Immediately my thoughts went to the overhaul of tests and months of treatment this gentleman would have received if we lived anywhere other than here . . . even after three years of this, I had to take a minute a grieve the imbalance between what could be and what is.
This man came to me as a last hope, it helps no one if I say 'Well, since you can't spend weeks in a highly specialized neuro unit of a rehab hospital, I can do nothing for you. Sorry.' No . . . I was going to have to do something.
One thing I've learned working in this culture is that a broad question will get a broad answer and unless asked directly and pointedly, a Nigerien won't 'burden' someone with all the details.
The more I asked this man, the clearer it became that three years ago he had been in an accident . . . his obvious orthopedic injuries had been treated at a local hospital in the country bordering us to the south, but his slowed speech, decreased attention span, high rate of fatigue, decreased capacity for high level cognitive functions and severe intention tremors were never addressed.
As we talked, I found out that this man was greatly unlike the majority of the patients I see everyday. He was university educated, had managed a bank in his home town, and has been grieving the loss of the life he loved everyday for the past three years.
Here he was, middle aged, a father of seven . . . who, in a country which does not provide unemployment benefits or social security, has lost his role as 'provider' . . . he is grieving his identity as working man with a prestigious job . . . trying to swallow the loss of independent mobility, needing to be held upright to stand or walk . . . and mourning the great loss of dignity that comes when a grown man cannot feed, bath or dress himself.
As I explored a few treatment options, his deficit of dignity was as palpable as his physical impairments. And my heart was heavy for him.
It is not that my patients who live miles below the poverty line don't feel this too . . . I know they feel it . . . it's just that they don't normally show it. But this man did.
Or maybe it's that I can't identify as well with an illiterate onion farmer who lives in a remote village.
Not that my heart isn't full of compassion for illiterate onion farmers . . . quite the contrary. But those are the patients with whom I empathize . . . this was a man with whom I could identify . . . and in that moment I knew how deeply I would grieve if tomorrow something happened to me that prevented me from ever again being physically or cognitively able to be an Occupational Therapist.
I knew that we couldn't do much for him, but I had to do something . . . because I cannot imagine being out of options . . . I cannot imagine living at the mercy of others, helpless.
We started with walking. He had a single-point cane that had once kept him mobile . . . but now the tremors were so bad it was impossible for him to line the cane up with the floor, let alone use it for support. I asked why he still kept it with him, habit, he told me. I suggested he use it to attack charging donkeys, he smiled and informed me they knew better than to head his way.
Knowing what I do about tremors and joint compression, I thought we'd give a walker a try . . . the hope was as he bore weight through his arms the shaking in his hands would chill out a bit. He was skeptical, but I assured him I wouldn't let him hit the floor, unless I went first.
He took a deep breath and placed his complete trust in a process he knew very little about.
With B. to his left and me on the right, like a baby fawn he swayed into standing. His knuckles turned a faint shade of white as he gripped the walker in front of him and allowed his upper body strength to bear down through his shoulders, elbows, wrists and hands.
As he leaned forward onto the walking frame, the trembling slowed and eventually stopped. He pushed the walker forward and made his way across the the gym . . . independently!
His countenance beamed with renewed hope.
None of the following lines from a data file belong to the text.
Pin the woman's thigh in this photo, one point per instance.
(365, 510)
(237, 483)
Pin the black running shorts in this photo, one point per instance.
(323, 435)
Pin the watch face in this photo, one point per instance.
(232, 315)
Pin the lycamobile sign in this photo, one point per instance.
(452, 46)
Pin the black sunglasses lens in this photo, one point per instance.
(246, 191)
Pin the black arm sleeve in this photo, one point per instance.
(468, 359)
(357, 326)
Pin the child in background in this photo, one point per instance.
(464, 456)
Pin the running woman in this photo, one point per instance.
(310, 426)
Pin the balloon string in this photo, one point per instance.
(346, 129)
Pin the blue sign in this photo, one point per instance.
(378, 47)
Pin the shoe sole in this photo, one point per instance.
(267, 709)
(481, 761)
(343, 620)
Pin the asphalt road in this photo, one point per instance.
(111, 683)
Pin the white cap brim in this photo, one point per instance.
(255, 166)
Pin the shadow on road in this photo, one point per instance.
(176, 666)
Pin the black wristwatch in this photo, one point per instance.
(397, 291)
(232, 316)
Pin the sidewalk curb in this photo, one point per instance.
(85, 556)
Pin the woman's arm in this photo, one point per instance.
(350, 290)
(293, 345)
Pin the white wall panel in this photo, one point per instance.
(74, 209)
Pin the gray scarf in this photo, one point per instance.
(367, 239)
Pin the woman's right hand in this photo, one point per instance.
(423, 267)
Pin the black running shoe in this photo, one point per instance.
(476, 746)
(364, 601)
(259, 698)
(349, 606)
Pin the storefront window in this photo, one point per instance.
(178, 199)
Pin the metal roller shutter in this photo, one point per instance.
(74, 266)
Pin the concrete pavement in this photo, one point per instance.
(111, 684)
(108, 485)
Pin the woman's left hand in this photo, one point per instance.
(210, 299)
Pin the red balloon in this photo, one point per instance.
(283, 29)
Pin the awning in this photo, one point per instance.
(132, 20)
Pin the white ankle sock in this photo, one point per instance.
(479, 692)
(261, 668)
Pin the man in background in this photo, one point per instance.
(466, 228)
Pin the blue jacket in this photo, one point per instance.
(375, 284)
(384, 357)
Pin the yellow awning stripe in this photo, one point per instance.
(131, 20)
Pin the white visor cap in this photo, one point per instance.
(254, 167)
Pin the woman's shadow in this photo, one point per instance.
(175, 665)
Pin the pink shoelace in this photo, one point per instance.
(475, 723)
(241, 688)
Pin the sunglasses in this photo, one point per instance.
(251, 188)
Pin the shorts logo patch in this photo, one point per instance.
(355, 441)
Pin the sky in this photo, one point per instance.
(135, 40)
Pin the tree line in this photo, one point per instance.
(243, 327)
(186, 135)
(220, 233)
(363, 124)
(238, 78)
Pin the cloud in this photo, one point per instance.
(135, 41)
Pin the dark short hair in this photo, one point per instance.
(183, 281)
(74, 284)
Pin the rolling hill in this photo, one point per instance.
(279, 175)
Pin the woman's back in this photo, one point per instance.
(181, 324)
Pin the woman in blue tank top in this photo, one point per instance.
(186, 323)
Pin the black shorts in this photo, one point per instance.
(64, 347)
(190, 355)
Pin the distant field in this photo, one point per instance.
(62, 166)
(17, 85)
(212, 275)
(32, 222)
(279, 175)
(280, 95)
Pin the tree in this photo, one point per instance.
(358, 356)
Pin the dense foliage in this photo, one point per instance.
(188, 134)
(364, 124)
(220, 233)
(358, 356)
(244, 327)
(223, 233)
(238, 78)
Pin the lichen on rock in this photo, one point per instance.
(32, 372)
When he had returned to his chair, he said 'You know, I would really like to be able to feed myself again. Is there anything you can do to help me?'
|Giving the hand weight a try.|
I poured him a plate of red sand, handed him a spoon, set out a cup on the table and offered for him to give scooping a try.
Sand went everywhere.
I cleaned it up and put it back in the dish. This time, when I handed him the spoon, I first secured a blood pressure cuff--that we had recycled into a weight--around his wrist.
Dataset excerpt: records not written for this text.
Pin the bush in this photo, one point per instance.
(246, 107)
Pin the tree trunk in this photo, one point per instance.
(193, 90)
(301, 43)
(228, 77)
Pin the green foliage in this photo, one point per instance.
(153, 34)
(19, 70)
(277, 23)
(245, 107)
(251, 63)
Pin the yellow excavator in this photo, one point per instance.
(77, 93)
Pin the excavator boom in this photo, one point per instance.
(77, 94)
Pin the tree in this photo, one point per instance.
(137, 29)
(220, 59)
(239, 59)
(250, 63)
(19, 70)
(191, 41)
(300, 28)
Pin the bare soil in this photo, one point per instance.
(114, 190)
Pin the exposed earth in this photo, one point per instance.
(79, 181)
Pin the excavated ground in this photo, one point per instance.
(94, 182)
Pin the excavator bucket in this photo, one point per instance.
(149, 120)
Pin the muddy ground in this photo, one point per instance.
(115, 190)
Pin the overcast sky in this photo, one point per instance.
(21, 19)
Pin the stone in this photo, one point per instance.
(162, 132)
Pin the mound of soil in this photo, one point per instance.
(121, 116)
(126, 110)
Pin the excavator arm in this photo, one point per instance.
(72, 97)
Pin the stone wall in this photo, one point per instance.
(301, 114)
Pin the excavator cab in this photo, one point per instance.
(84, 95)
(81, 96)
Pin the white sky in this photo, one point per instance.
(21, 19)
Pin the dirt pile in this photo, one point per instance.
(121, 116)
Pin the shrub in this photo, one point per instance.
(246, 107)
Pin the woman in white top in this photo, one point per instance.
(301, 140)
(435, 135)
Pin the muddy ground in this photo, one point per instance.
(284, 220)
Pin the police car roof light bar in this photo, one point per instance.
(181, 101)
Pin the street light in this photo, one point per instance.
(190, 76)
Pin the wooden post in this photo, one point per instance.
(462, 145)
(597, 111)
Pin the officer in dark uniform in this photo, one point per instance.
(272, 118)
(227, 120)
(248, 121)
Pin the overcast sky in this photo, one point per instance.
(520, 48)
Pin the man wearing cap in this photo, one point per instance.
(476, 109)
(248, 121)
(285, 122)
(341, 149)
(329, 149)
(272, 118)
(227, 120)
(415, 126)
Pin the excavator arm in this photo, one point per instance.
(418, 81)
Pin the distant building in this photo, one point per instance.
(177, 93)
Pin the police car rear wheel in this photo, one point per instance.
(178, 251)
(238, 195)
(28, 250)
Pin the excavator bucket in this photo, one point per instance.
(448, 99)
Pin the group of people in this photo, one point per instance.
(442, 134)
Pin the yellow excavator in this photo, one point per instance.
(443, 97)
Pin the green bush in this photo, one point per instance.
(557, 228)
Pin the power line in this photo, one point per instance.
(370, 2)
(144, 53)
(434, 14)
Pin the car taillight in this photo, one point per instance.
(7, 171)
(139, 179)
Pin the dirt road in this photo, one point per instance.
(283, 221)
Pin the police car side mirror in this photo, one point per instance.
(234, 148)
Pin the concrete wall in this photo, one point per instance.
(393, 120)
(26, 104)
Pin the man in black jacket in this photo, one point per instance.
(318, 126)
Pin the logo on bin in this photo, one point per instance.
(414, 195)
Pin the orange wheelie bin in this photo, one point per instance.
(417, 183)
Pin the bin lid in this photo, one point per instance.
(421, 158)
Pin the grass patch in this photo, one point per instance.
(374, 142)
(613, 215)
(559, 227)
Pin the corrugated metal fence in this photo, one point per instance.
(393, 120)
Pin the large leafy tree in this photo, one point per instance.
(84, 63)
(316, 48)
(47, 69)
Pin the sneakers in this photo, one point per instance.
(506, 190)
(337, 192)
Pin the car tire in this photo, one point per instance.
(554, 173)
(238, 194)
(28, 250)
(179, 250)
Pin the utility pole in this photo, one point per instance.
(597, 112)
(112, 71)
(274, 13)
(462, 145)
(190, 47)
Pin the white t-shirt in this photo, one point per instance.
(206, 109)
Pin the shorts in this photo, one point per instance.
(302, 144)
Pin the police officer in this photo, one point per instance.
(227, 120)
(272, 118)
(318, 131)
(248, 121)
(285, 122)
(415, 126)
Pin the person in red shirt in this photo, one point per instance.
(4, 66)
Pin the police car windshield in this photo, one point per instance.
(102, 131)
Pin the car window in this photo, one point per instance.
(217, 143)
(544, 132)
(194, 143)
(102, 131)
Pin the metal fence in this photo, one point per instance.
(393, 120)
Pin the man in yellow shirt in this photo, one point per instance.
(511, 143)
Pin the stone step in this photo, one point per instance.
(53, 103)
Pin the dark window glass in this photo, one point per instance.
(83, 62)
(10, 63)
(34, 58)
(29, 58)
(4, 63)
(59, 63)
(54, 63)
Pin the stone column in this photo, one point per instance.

It was interesting, because both he and B. had experienced the reduction in the degree of his tremors with walking, but yet they both were unsure about this one. My patient gave me a look that said 'Did you not SEE how badly this went the first time??' and the one from B. made it clear that I'd be cleaning it all up again when he was finished.
|Scraps from our new therapy dept uniform stitched|
into a wrist weight . . . complete with mini sand bags!
(yes, those are safety pins all over the fabric!!)
'Go ahead, give it a try,' I prodded.
He slowly lifted the spoon . . . . 'IT'S WORKING!' B. exclaimed his disbelief.
I won't lie, there was still sand on the table, but only a light dusting. Clearly the weight was making a difference.
Not wanting to pawn off my used BP cuffs on this man, I went home and pulled out my little blue trusty sewing machine and whipped up a little something he could take with him.
This man had come to us desperate to receive his life back . . . hopefully a little bit of function will be a better consolation prize than the homemade wrist weight!